N.J. Lawyer Tells Judge: More Christie Scandal Documents Exist

Attorney Reid Schar said the existence of additional documents is not an open question. "I'm not guessing, judge," he said. "I know it because I've seen them."
N.J. Lawyer Tells Judge: More Christie Scandal Documents Exist

The plot, it thickens! Tell us more, Mr. Schar:

TRENTON, N.J. — The lawyer for a New Jersey Legislature joint committee probing the George Washington Bridge lane closure hinted in court Tuesday that more discussions about the incident took place involving two of the governor's key aides.

Lawyer Reid Schar argued that Gov. Chris Christie's former deputy chief of staff, Bridget Anne Kelly, and former Christie campaign manager William Stepien should be forced to turn over documents and electronic records that the joint panel has subpoenaed. He said the committee issued "very focused subpoenas" and was not engaged in a fishing expedition.

Judge Mary Jacobson of New Jersey Superior Court pushed the issue with Schar on whether more evidence exists than investigators know already.

"You're making inferences that more exist," Jacobson said.

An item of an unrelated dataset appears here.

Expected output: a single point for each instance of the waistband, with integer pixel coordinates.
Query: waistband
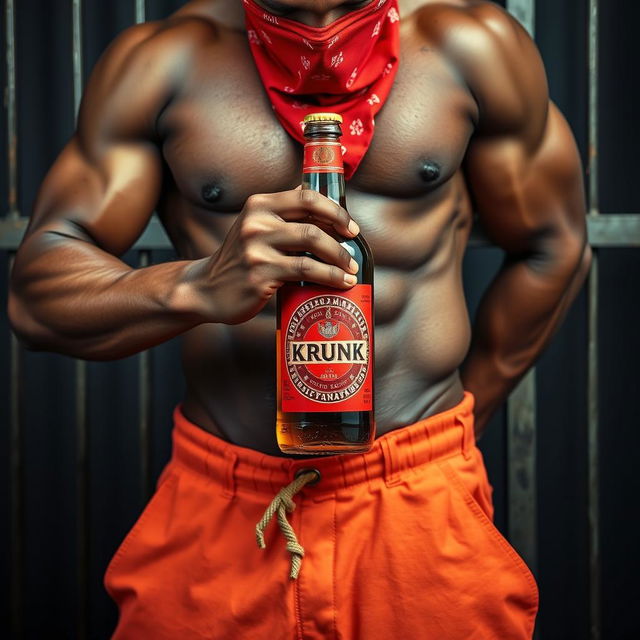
(234, 468)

"We know that more exist," Schar said.

Kelly is suspected of initiating lane closures to the George Washington Bridge over the Hudson River that tied up traffic in Fort Lee, N.J., for four days starting the first day of school Sept. 9. The suspicion is based on e-mail she appears to have sent from a personal account to an associate at the Port Authority of New York and New Jersey.

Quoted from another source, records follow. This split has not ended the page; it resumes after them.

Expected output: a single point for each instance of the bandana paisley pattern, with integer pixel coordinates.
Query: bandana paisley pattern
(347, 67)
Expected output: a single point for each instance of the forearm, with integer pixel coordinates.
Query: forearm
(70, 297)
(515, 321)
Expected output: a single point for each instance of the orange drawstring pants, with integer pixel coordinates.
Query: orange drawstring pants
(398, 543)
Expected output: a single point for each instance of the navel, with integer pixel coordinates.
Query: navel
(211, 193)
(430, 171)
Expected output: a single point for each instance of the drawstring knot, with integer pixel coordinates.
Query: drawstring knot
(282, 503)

Following the closures, as the incident became more political, Stepien was brought into a discussion of a published story about fallout and replied that the mayor of Fort Lee, who had complained about Port Authority response to the closures, was an "idiot."

Christie fired him for that remark. He also fired Kelly for her involvement.

In court, Stepien's lawyer argued that the subpoena was forcing his client to attest to the existence of documents and be a witness against himself. The Fifth Amendment offers protections against that action, Kevin Marino said.

Existing and known e-mails, which Marino read in court, "do not permit the fair inference that there are other documents," he said.

In rebuttal, Schar said the existence of additional documents is not an open question.

"I'm not guessing, judge," he said. "I know it because I've seen them."